Su-jin, 32, currently starring in I’ll Never Love Again
Su-jin truly liked someone—Chan-yeong, a colleague from work. They shared a beer after shifts, caught movies on weekends, slowly folded their hands together. Yet the moment Chan-yeong’s fingers closed lightly around her wrist, Su-jin’s cheeks turned to ice.
Chan-yeong: “Su-jin, let’s get serious—”
Su-jin: (turning her head) “Sorry, something urgent came up.”
She bolted. The scene from four years ago—Do-hyeong grasping her wrist and murmuring I’m sorry—overlapped perfectly. The pain still lived in her nerve endings, her heart pounding.

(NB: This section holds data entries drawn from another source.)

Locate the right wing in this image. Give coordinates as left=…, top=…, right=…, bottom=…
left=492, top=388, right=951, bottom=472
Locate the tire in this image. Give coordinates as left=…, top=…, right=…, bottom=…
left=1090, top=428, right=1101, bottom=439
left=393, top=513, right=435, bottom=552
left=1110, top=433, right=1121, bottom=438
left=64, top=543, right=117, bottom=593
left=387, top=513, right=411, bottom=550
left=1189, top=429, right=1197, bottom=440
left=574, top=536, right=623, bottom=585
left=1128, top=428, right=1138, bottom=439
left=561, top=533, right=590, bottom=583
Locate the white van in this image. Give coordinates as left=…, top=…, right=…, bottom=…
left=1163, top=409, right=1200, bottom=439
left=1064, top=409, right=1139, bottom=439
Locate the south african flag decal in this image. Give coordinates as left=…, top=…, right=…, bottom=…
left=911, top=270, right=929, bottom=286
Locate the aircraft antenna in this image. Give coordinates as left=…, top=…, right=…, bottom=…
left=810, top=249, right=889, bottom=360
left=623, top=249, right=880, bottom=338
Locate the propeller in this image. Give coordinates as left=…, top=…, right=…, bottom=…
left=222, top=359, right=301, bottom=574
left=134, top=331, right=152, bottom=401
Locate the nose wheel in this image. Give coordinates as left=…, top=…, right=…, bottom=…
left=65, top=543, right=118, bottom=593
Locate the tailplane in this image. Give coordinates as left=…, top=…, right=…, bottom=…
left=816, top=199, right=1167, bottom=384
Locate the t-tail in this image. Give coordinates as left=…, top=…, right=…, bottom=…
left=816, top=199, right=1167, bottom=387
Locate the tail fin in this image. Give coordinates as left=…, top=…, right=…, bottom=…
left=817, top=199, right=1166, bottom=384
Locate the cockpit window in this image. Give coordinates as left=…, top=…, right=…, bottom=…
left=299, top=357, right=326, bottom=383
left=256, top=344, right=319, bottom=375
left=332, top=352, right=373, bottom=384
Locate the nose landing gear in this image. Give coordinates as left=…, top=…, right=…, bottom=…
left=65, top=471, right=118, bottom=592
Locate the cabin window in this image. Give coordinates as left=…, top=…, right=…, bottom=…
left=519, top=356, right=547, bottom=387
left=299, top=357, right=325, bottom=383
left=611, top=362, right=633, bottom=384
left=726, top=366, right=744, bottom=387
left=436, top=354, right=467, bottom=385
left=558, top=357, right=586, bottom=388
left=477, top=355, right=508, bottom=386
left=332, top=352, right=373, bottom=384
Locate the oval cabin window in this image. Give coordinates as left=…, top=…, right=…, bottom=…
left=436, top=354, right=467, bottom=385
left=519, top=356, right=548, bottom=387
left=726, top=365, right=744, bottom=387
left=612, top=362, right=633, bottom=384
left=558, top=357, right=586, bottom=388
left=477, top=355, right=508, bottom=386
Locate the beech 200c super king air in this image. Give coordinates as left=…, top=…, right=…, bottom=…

Days later, Chan-yeong texted: You okay? You’ve been acting strange. Su-jin pressed the screen hard. How much more must I hurt? She never sent the message.
I’ll never love again isn’t true
Why do we carry the shadow of a dead relationship and push away the living? Psychologists call it unfinished trauma—the mind’s endless loop of something never truly ended. Conversations left incomplete, words never returned, endings that feel final.

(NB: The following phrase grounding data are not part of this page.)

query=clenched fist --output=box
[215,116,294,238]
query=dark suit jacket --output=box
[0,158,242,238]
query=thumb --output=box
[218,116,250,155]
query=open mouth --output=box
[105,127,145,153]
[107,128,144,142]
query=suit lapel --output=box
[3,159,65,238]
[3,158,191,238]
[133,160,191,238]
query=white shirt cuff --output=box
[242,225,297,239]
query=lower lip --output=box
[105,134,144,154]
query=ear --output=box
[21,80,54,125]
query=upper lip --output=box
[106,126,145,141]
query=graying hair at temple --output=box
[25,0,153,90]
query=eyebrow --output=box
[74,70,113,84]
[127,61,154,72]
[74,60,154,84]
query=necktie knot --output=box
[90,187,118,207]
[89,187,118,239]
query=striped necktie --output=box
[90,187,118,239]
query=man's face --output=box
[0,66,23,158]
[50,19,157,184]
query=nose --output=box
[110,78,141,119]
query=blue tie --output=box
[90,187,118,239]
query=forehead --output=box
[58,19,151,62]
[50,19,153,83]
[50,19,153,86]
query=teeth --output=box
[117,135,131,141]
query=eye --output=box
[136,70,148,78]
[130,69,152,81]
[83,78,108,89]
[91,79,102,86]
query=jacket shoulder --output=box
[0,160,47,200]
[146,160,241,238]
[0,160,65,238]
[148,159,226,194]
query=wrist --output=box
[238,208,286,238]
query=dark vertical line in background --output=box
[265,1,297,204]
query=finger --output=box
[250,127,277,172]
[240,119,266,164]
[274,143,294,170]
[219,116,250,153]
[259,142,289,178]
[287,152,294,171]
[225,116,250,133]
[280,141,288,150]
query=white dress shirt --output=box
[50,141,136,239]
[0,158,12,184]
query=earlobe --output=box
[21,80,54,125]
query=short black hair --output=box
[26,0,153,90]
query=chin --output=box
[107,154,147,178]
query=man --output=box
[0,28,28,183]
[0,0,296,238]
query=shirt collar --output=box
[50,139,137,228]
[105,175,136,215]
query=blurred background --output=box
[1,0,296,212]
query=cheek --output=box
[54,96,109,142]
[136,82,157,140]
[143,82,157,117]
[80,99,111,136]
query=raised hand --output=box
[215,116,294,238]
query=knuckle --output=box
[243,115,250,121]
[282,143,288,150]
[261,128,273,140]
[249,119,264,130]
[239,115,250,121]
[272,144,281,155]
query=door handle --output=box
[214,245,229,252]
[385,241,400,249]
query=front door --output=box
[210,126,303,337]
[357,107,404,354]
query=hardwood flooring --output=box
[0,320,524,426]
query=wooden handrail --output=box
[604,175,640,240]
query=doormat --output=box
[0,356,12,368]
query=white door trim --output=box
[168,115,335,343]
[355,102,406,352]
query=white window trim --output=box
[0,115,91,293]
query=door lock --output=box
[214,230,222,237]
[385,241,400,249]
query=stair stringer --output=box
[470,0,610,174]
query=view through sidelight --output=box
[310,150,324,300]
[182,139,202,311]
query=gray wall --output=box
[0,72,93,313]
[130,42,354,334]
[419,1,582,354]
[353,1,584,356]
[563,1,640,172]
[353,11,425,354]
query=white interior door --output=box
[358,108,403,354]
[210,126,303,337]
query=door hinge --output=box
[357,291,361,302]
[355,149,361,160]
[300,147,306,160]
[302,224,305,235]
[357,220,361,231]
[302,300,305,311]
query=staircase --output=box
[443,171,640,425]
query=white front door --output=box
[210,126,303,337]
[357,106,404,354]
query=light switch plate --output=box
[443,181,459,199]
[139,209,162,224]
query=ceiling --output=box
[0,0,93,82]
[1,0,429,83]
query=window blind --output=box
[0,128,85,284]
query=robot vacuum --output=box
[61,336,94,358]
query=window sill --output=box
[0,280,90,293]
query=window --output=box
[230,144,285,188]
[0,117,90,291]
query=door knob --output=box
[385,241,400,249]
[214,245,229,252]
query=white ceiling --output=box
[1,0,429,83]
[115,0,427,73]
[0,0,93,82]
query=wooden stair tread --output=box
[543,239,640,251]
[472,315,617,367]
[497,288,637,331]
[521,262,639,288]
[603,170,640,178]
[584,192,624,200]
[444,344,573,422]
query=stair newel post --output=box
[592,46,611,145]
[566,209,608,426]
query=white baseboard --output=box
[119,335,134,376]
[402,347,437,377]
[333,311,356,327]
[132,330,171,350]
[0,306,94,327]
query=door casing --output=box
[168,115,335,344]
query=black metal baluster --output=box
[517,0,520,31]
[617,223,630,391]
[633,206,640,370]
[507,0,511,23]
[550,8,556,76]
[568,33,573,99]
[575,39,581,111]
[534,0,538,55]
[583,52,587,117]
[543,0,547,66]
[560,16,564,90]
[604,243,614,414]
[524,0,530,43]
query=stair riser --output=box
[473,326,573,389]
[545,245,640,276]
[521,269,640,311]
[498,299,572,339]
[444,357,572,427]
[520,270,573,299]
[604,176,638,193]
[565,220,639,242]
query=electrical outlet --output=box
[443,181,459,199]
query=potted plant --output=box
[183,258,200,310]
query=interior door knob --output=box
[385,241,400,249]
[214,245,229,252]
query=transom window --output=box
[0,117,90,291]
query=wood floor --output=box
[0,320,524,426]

But I know a darker reason. To love again means risking abandonment exactly as it happened four years ago. To protect our wounded self, we choose the option of living without exposing the wound—picking loneliness over pain.
“Have I chosen pain? Or, in trying to avoid it, chosen an even deeper solitude?”

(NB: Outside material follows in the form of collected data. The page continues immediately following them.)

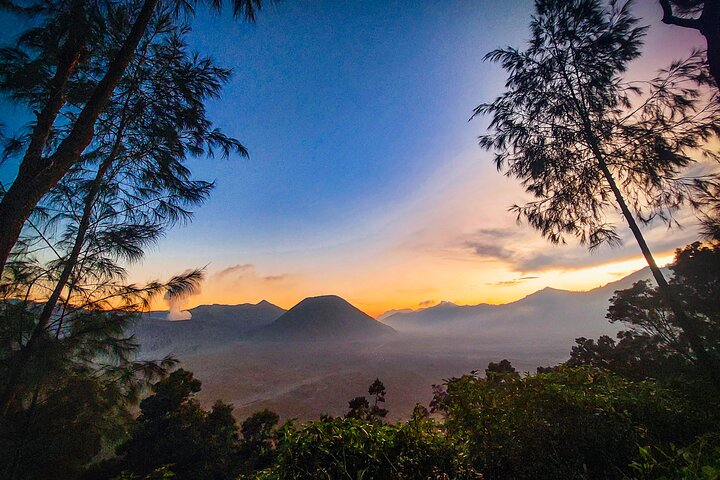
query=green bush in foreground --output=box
[630,434,720,480]
[251,409,479,480]
[434,366,715,480]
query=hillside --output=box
[253,295,397,342]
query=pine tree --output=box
[0,0,268,274]
[474,0,720,384]
[0,7,243,415]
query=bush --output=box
[437,366,711,479]
[630,434,720,480]
[252,412,479,479]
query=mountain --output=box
[186,300,286,330]
[383,267,665,346]
[132,300,286,355]
[254,295,396,342]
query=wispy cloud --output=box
[465,241,513,259]
[418,299,436,307]
[486,275,539,287]
[264,274,287,282]
[214,263,255,279]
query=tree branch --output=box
[659,0,702,29]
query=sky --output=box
[0,1,710,316]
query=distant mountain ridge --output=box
[253,295,397,342]
[133,300,286,355]
[133,267,664,354]
[134,295,397,354]
[382,266,665,345]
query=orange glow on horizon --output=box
[146,249,679,319]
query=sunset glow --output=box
[115,0,706,318]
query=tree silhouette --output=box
[346,396,370,420]
[485,359,520,384]
[0,0,268,274]
[346,379,388,421]
[0,5,243,415]
[239,409,280,471]
[474,0,720,383]
[0,292,183,478]
[659,1,720,88]
[368,378,388,420]
[111,369,243,480]
[570,241,720,380]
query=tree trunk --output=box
[660,0,720,89]
[0,1,87,275]
[700,2,720,88]
[0,0,159,275]
[0,143,121,416]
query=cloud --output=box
[462,227,522,261]
[514,252,559,271]
[214,263,255,279]
[473,228,520,240]
[486,275,540,287]
[263,274,287,282]
[205,262,294,305]
[462,217,699,273]
[214,264,290,283]
[465,241,513,259]
[417,299,436,307]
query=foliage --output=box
[568,241,720,382]
[368,378,389,419]
[239,408,280,472]
[0,291,189,479]
[252,415,479,480]
[112,466,176,480]
[90,369,243,480]
[346,378,389,421]
[475,0,719,249]
[0,0,268,273]
[434,363,711,479]
[630,433,720,480]
[475,0,720,385]
[0,4,243,477]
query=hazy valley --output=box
[131,268,657,421]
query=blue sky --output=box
[177,0,529,251]
[0,1,708,314]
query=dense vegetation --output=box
[0,0,719,478]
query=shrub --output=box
[437,366,710,479]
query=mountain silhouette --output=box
[254,295,396,342]
[134,300,286,355]
[383,267,666,345]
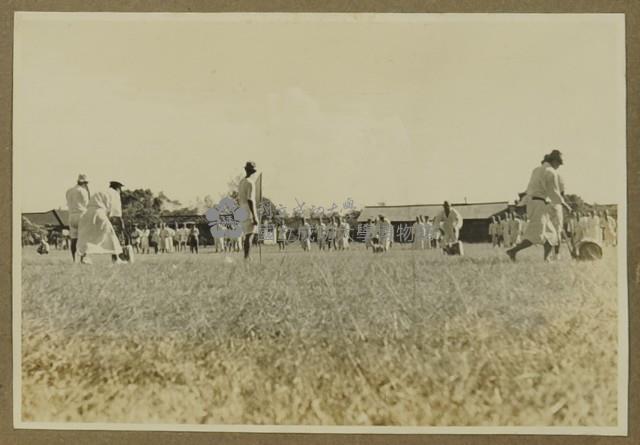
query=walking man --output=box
[65,174,90,262]
[506,150,572,261]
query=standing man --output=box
[600,210,617,247]
[411,216,425,250]
[316,218,327,250]
[107,181,127,263]
[500,214,511,248]
[298,217,312,251]
[506,150,572,262]
[509,212,523,247]
[238,161,259,260]
[65,174,90,262]
[378,214,393,252]
[434,201,463,249]
[336,216,350,250]
[424,216,433,249]
[326,217,337,250]
[130,224,142,254]
[489,216,497,246]
[107,181,126,259]
[277,220,289,251]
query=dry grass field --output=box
[20,243,619,426]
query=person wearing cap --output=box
[506,150,571,262]
[238,161,259,260]
[65,174,91,262]
[433,201,463,248]
[76,183,125,264]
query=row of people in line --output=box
[129,223,201,254]
[489,213,529,248]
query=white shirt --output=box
[525,162,565,206]
[65,184,90,215]
[108,188,122,218]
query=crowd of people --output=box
[44,154,616,265]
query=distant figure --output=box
[76,186,124,265]
[65,173,90,262]
[37,235,50,255]
[316,218,327,250]
[238,161,259,260]
[140,225,150,254]
[423,216,433,249]
[214,235,224,253]
[507,150,571,262]
[600,210,617,246]
[489,216,498,247]
[434,201,463,249]
[188,224,200,253]
[149,224,160,254]
[500,214,511,248]
[277,221,288,251]
[363,218,374,250]
[509,212,523,247]
[326,217,337,250]
[130,224,143,253]
[336,216,350,250]
[377,215,393,252]
[412,216,426,250]
[299,217,312,251]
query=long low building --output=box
[357,201,510,243]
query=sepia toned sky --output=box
[14,13,626,213]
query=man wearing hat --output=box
[237,161,259,260]
[108,181,127,259]
[65,174,90,262]
[506,150,572,262]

Tae-yeong, 29, practicing how to flee from a flirtation
Tae-yeong had a third date lined up with someone she met on a blind app. The man was modest, unpretentious. She felt herself drawn to him. Yet as the third date neared, she couldn’t breathe.
What if he tries to hold my hand? That single thought tormented her.
Tae-yeong’s diary:
Three years ago, I didn’t want to let him go—so I left first. Now, afraid this new man will leave me, I’m leaving first again.
She canceled by text: I’m sorry, I’m not quite ready. Then deleted the chat.
On the walk home, alone, a thought struck her: What I’m not ready for isn’t love—it’s never hurting again.
How much more must we hurt before we can hold someone new?
There is no answer. Only the certainty that we go on hurting, and in hiding that hurt, we create fresh wounds.
Perhaps the moment we can meet someone new is not when the pain disappears, but when we can reveal it—little by little—without concealment.
So baring the wound is not the performance of fear, but the first act of courage.
“Still hurting, can you extend your hand? Can you choose life over mere absence of pain?”